The leader of Germany's powerful Bavaria state said Sunday he would keep his deputy in the job despite a row over an old anti-Semitic leaflet, hoping to draw a line under the scandal ahead of a regional election.
Bavaria's conservative prime minister Markus Soeder said it would "not be proportionate" to sack Hubert Aiwanger -- a move that would have upended the southern state's ruling coalition.
Aiwanger has faced days of controversy over Nazi pamphlets found in his schoolbag as a teenager in the late 1980s.
The now 52-year-old is Bavaria's deputy premier and leader of the populist Free Voters party, the junior coalition partner to Soeder's conservative Christian Social Union (CSU).
Aiwanger has admitted being in possession of the leaflets but denies producing or distributing them. His brother has since claimed to be the author.
The document proposed a satirical quiz on "the biggest fatherland traitor" and offered as a prize "a free trip through the chimney in Auschwitz".
Aiwanger, who is also Bavaria's economy minister, on Thursday said he had made mistakes in his youth and apologised for any hurt caused, especially to victims of Nazi-era atrocities.
Speaking at a Munich press conference, Soeder said although the leaflet was "disgusting" there was no evidence Aiwanger had written it.
Aiwanger had also expressed regret for what happened 35 years ago, he stressed.
"It's not just what you say at 16 that matters, but also how you deal with it as a 52-year-old," Soeder said.
"And if you show true remorse, it's easier to hope for forgiveness."
But Soeder stopped short of giving Aiwanger a free pass, notably criticising his deputy for not apologising sooner.

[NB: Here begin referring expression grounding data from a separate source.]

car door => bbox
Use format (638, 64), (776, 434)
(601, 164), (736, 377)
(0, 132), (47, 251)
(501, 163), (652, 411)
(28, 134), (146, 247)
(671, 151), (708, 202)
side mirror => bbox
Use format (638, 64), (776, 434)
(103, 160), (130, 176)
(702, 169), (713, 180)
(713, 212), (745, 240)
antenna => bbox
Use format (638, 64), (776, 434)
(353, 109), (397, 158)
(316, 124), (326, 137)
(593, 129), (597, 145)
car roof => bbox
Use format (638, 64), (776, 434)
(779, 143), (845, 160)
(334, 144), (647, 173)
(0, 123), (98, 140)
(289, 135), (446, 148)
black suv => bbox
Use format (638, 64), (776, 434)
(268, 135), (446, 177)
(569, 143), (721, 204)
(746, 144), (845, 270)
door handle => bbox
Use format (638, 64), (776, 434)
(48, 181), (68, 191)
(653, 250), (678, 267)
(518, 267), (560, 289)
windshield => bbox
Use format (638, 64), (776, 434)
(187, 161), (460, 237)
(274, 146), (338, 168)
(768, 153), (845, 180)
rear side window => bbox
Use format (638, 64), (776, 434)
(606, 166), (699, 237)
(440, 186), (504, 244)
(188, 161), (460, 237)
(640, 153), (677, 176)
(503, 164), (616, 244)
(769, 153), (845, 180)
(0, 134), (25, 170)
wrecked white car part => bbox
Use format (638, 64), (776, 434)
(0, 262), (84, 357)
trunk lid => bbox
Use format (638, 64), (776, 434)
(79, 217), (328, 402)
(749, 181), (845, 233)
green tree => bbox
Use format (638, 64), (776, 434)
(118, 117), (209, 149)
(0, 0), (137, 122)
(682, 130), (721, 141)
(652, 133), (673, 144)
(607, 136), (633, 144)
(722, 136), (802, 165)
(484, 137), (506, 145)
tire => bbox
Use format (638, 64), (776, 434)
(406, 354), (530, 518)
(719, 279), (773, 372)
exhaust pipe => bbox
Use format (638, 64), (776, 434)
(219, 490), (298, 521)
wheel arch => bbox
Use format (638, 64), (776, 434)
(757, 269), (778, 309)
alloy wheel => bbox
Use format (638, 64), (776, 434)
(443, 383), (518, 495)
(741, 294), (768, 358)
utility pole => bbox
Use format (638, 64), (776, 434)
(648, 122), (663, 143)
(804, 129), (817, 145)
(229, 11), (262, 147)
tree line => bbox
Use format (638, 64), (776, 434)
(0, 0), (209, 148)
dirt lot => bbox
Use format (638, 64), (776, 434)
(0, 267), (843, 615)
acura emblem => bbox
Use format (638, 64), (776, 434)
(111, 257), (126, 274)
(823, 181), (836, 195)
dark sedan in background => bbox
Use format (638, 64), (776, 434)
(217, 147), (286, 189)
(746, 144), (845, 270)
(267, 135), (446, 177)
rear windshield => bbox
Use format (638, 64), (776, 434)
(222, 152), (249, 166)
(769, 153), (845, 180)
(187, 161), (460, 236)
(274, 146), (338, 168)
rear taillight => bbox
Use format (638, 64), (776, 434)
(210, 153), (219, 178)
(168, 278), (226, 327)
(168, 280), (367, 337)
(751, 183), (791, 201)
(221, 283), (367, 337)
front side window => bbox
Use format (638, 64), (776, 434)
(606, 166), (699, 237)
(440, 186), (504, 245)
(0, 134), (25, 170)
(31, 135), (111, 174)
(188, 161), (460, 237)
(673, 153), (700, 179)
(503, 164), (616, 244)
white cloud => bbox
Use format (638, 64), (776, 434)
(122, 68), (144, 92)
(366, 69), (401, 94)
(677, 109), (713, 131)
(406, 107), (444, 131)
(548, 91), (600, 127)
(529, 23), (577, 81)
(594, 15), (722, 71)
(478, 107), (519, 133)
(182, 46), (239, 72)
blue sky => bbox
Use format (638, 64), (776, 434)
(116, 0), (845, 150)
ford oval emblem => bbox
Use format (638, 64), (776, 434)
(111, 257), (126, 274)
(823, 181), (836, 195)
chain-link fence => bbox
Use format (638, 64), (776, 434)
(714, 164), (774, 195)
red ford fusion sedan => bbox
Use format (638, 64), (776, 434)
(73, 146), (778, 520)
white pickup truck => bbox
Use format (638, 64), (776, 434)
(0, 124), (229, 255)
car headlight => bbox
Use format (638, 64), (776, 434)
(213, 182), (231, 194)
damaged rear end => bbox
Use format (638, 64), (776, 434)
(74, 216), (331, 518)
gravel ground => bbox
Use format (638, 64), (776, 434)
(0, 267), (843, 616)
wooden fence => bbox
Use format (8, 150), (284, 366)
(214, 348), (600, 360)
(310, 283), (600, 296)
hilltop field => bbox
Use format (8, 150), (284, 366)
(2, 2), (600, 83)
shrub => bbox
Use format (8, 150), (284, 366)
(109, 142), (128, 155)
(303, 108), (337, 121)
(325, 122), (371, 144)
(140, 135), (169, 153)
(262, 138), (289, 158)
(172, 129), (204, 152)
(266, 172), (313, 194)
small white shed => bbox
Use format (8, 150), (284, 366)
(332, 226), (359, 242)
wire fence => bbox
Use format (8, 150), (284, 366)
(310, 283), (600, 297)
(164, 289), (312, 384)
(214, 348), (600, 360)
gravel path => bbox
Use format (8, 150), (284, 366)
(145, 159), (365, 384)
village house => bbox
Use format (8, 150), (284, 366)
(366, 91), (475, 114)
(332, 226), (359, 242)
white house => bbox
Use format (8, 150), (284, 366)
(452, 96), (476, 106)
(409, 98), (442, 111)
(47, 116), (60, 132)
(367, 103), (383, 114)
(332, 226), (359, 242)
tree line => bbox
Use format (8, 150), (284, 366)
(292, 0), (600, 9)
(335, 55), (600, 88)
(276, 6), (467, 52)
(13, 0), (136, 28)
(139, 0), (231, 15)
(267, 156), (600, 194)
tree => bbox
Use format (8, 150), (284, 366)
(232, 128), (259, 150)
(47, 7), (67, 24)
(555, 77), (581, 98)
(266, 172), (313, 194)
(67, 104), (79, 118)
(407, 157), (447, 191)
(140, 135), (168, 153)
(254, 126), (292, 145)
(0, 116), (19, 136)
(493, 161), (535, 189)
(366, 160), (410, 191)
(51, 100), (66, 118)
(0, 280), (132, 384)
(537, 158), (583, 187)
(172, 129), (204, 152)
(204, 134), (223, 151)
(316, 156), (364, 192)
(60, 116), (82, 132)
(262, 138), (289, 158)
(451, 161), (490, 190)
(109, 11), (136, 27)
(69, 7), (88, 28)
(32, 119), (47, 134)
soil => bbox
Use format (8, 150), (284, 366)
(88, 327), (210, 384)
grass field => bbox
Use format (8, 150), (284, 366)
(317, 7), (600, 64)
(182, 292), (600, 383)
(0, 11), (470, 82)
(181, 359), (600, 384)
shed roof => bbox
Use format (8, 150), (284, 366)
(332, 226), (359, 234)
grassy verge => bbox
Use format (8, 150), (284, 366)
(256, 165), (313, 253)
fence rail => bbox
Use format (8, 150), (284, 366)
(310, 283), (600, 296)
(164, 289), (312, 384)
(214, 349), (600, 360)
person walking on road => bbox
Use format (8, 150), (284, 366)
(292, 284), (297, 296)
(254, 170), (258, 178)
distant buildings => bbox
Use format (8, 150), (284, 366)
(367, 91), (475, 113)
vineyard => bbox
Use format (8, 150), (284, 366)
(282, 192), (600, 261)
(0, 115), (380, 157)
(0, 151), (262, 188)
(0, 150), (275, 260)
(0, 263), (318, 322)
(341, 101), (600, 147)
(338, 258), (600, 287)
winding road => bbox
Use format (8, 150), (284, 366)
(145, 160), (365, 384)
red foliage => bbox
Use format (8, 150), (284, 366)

He also said Aiwanger's written answers to a list of 25 questions "were not all satisfactory".
- 'Witch hunt' -
Soeder said the events of the past week had "damaged Bavaria" and that Aiwanger would have to work to "win back lost trust" -- including by seeking out dialogue with Jewish communities.
The flyer revelations sparked widespread outrage in Germany, a country still atoning for the slaughter of six million European Jews in the Holocaust.
Former classmates also made further allegations in recent days, including accusing Aiwanger of telling Nazi jokes and giving the Hitler salute.
Aiwanger either denied the claims or said he could not recall the events.
Aiwanger, who has described himself as the victim of a "witch hunt", said Soeder's decision showed that "the campaign against me has failed".
"What I said from the beginning has now been confirmed: there is no reason to dismiss me," Aiwanger told Bild newspaper.
"We must now return to the day-to-day work for our state, so that Bavaria can continue to be governed in a stable and sensible manner from the autumn onwards."
- 'Bad for Germany' -
Keeping Aiwanger in office allows Soeder to keep his coalition government intact ahead of an October 8 regional election, for which postal voting has already begun.
Soeder is hoping for re-election and wants to continue governing with the right-wing Free Voters.
Latest opinion polls put support for Soeder's popular CSU at 39 percent, with the Free Voters at around 12 percent.
Soeder on Sunday again ruled out ditching the Free Voters, saying his CSU "definitely" won't team up with the leftist Greens who are polling at around 14 percent.
German Interior Minister Nancy Faeser, from Chancellor Olaf Scholz's Social Democrats, slammed Soeder's handling of the affair.
The Bavarian premier had "made a simple power calculation" and in doing so had "damaged our country's reputation", she told the RND media group.
Aiwanger had "neither apologised convincingly nor been able to dispel the accusations convincingly," she added.
Green party co-leader Omid Nouripour accused Soeder of putting political tactics above a proper reckoning with the past.
"That's indecent and bad for Bavaria, as well as bad for Germany," he told Spiegel magazine.